Einer von uns, einer der erfahrensten zudem, Duncan Lougee mit seinem Varne Folkeboot ‚Minke‘, beide erfolgreiche Jester Azores Challenge Teilnehmer2021, Duncan für seine hervorragende Seemannschaft hoch dekoriert, ‚was lost at see‚. Der erste menschliche Verlust in der Geschichte der Jester Challenges. Sein Boot wurde gefunden, er bleibt verschwunden. Das zeigt uns, das jede Segelreise, auch eine so kurze und scheinbar harmlose, wie die nach Baltimore bei sehr schwachen Winden, stets Gefahren birgt und ernst genommen werden muss.
Für mich aber begann ein paar Tage später die Rückreise, mit Abstechern nach Cork, Dublin, Isle of Man, Pwllheli, Milford Haven, Newlyn, Helford River, Portland Harbour, Pool Harbour, Solent über Ijmuidennach Hause. Was für ein Abenteuer. 2200 Seemeilen. Und zugleich doch nur die Vorbereitung für die Jester Azores Challenge 2024. Den größten Teil der Strecke gesteuert von Peter, der nimmermüden Pacific light. Auffällig: jeder einzelne der 43 Teilnehmer hatte eine Windfahnen-Selbststeueranlage. Ohne Ausnahme. Ganz im Gegensatz zum heutigen Trend, sich alleine auf einen elektrischen Autopiloten zu verlassen. Die sehr erfahrenen Teilnehmer wissen sicher, warum. Ich hatte in den vorausgegangenen Jahren trotz eher sparsamer Benutzung jedenfalls insgesamt 5 Pinnenpiloten verschlissen.

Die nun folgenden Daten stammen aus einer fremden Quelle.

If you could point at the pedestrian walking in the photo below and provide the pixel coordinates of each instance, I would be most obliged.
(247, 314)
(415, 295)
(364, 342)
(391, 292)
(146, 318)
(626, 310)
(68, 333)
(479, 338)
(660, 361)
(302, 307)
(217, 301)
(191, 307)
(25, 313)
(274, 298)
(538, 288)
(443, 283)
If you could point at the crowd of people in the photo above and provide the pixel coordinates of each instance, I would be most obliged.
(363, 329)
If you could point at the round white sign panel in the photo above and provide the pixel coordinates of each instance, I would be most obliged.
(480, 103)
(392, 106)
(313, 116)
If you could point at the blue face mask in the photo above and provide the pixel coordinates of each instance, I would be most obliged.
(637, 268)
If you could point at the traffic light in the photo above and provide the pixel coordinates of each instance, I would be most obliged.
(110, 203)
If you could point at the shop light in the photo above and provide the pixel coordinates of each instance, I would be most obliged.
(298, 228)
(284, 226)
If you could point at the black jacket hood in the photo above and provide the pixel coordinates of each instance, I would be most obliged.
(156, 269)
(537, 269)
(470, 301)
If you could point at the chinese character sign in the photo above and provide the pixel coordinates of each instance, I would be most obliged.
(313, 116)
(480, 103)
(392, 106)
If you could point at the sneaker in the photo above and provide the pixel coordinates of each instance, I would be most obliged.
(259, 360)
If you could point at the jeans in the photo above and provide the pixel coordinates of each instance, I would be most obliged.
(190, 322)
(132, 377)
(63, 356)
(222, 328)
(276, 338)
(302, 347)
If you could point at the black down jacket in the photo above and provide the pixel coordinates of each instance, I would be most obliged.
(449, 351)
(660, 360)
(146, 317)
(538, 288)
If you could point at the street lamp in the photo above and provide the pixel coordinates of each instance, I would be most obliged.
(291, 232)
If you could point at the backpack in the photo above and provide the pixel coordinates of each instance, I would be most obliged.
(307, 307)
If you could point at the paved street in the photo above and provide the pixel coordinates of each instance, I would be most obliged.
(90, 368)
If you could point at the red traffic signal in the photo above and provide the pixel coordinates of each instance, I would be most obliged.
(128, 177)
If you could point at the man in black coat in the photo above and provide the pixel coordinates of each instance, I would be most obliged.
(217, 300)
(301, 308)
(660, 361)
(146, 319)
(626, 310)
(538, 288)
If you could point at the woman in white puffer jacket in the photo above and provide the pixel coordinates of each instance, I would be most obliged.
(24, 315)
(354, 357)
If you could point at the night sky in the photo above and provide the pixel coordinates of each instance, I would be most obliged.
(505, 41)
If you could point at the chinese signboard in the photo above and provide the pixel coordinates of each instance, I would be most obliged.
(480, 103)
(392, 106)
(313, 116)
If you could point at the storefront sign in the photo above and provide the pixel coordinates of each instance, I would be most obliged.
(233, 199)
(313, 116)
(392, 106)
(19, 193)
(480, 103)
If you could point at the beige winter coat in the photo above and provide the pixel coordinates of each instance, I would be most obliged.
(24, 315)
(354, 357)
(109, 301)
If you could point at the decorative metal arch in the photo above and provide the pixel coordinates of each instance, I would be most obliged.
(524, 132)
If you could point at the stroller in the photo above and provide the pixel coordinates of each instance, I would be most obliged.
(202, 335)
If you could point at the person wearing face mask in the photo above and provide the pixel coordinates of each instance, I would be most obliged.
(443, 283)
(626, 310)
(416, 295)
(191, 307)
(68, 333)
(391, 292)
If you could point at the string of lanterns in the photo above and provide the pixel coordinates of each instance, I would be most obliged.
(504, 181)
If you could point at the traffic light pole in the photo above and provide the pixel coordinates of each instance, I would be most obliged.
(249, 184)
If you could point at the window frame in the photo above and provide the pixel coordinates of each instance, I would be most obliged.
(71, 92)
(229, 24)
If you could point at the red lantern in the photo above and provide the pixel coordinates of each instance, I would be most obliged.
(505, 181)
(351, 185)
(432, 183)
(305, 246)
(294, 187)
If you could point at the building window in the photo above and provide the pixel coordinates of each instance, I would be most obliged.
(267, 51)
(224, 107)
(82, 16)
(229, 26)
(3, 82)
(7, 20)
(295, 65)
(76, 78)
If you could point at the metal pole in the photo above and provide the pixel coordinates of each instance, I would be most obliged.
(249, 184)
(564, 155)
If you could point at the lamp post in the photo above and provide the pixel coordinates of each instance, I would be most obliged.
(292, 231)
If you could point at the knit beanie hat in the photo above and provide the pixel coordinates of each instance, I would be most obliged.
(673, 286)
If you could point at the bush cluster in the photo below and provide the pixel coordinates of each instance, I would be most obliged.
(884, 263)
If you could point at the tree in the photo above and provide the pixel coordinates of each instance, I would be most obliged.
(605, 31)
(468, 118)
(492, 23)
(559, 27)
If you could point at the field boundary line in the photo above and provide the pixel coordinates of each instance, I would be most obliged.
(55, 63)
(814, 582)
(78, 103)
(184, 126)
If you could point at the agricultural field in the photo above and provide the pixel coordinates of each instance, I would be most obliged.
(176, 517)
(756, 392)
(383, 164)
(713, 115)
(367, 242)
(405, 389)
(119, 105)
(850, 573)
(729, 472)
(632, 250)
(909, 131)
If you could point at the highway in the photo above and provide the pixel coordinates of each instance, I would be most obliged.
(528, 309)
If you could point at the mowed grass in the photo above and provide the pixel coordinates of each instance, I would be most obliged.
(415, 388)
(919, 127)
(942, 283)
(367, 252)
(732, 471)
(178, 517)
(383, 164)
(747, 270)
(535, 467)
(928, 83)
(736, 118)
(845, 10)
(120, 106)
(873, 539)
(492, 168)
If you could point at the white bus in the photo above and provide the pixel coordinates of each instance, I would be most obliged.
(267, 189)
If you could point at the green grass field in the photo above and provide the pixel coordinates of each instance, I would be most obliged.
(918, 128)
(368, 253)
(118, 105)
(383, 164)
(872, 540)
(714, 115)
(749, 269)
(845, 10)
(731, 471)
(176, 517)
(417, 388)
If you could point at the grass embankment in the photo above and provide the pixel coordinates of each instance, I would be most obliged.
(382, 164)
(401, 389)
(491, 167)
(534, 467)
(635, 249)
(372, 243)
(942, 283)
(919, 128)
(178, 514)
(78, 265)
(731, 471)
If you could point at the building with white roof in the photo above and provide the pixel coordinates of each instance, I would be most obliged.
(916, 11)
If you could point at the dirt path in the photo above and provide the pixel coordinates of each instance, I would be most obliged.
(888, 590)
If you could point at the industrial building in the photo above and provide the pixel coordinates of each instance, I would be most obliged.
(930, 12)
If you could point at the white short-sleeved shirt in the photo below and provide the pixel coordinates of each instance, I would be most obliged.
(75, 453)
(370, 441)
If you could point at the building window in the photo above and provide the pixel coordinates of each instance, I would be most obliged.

Die Azoren Challenge 2024 ist eine andere Geschichte. Zu lang, sie hier auch zu erzählen, nur soviel: 15 Teilnehmer, alle erfolgreich angekommen, wenn auch (zumindest bei mir) nicht ohne Rückschläge, trotzdem oder gerade deswegen ein tolles, bleibendes Erlebnis. Und diese 15 halten heute wie Pech und Schwefel zusammen. Wir werden uns im Februar 2026 in England treffen, Erfahrungen austauschen. Einige von uns stecken schon in den Vorbereitungen zur Jester Challenge 2026 nach Newport/Rhode Island, über den kalten Nordatlantik, gegen die vorherrschenden Winde und Meereströmungen, mit kleinen, bescheidenen Booten. Für mich eine Nummer zu groß, zu fordernd. Vielleicht bin ich auch dafür zu alt oder zu bequem geworden.